WASHINGTON — Three universities testing Amazon's Kindle in the classroom have agreed to shelve the electronic book readers until they are fully functional for blind students, under a deal struck Wednesday with the Justice Department.
The legal settlements were made with Pace University in New York, Case Western Reserve University in Cleveland, and Reed College in Portland, Ore.
Two organizations representing the blind had sued after universities announced a pilot program to use the Kindle in classrooms.
Officials say the version of the Kindle being used in the pilot program has a text-to-speech function, but the device's menu does not, so it is impossible for blind students to navigate through different electronic books or within an electronic book.
The agreement takes effect as soon as the spring semester ends — giving the schools time to finish the pilot project with the Kindles, but preventing them from continuing or expanding their use until the blind and visually impaired can use them as easily as students who can see.
The agreement covers other similar electronic book readers, including those made by Sony and bookseller Barnes & Noble.
"Advancing technology is systematically changing the way universities approach education, but we must be sure that emerging technologies offer individuals with disabilities the same opportunities as other students," Assistant Attorney General Thomas Perez said in a statement. "These agreements underscore the importance of full and equal educational opportunities for everyone."
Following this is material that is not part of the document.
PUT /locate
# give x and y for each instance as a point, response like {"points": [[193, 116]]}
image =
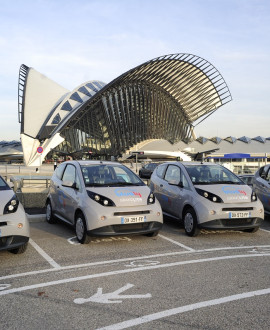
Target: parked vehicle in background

The Justice Department's civil rights division began examining the issue to see if the use of Kindles or other e-readers violated the Americans with Disabilities Act.
The announcement of the settlement comes two days after a similar deal was struck with Arizona State University.
Last June, the National Federation of the Blind and the American Council of the Blind joined a blind ASU student in suing Arizona State, alleging that the Kindle's inaccessibility to blind students constituted a violation of federal law.